Remember folks when seconds count, the cops if they even show...are minutes away.
I wonder how scared that lady from Tagish was as she was sped into M division at 160kph with no seatbelt...before she died....from a completely unnecessary roll over with yet another member using stellar, STELLAR I say, judgement.
Or can cops be scared only...and clearly cops can/do kill when faced with it.
We however are obligated to be statistics it seems.
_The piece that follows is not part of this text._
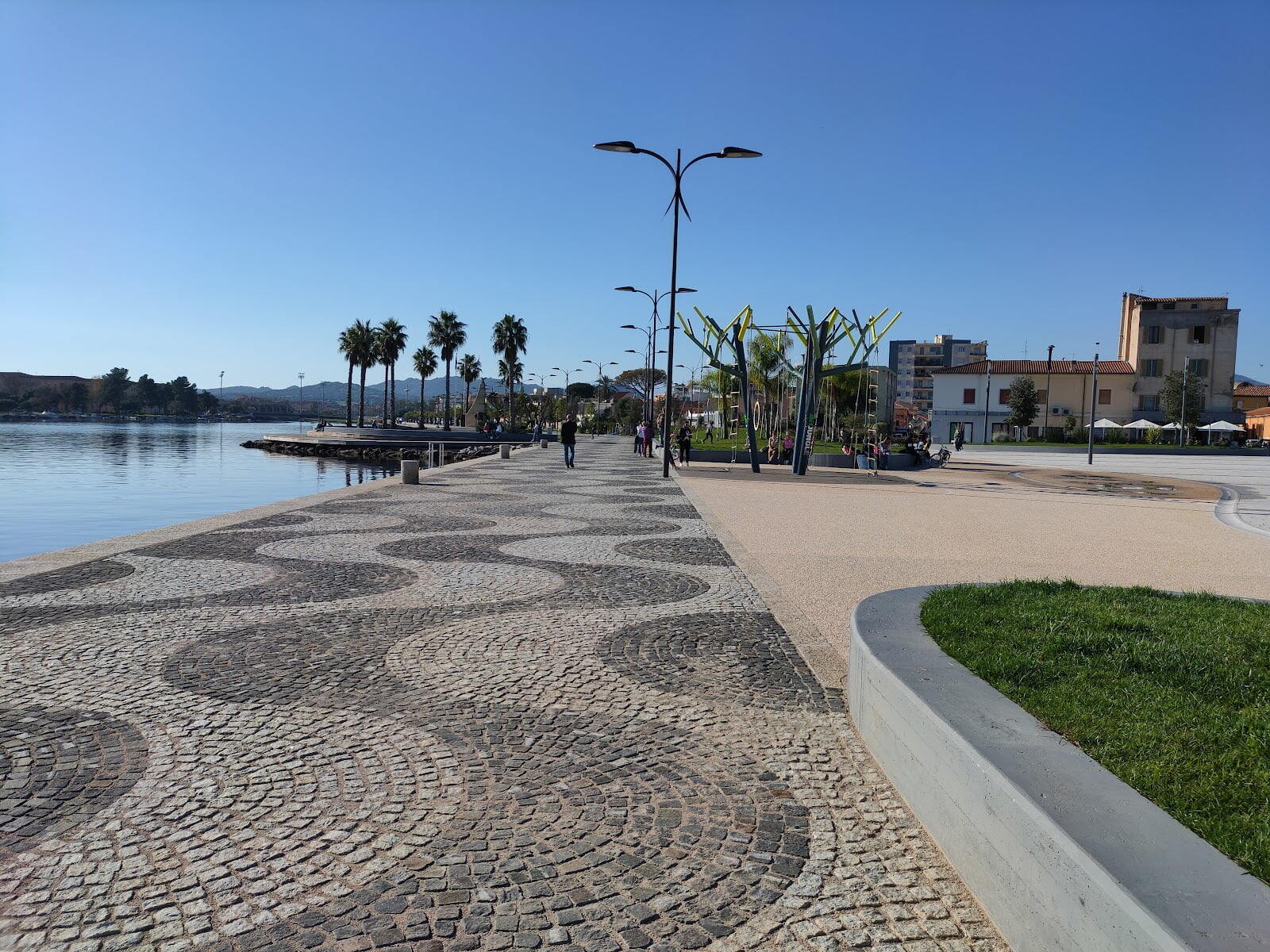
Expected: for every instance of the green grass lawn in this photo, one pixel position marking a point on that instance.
(1172, 693)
Glad no one had to die this particular day, hopefully ALL parties "may" learn from this?
R.I.P. Ian Bush
Who? He was a young man shot in the BACK of his head by another member nervous in the service. His crime? having a beer at a hockey game and meeting (gasp)....another "rare" bad apple...Hmm...imagine.
Oh yeah...the camera in the room he was being interrogated...yup...just happen to fail at the right time.
Look it up...there are scads of "odd" cases as that....mere random interaction gone bad I suppose?
I really want to believe them when they testify....evidence/facts their devolution as a national police force, ensures I probably will not.
And that I think is very unfortunate!

Up 48 Down 10

melba on Jan 22, 2015 at 5:37 pm

Amazing that a person would be so confident and sure of himself that he would attack a police vehicle with a sledgehammer then calmly show up for work the next day as if it were nothing.

He sounds like a complete psychopath.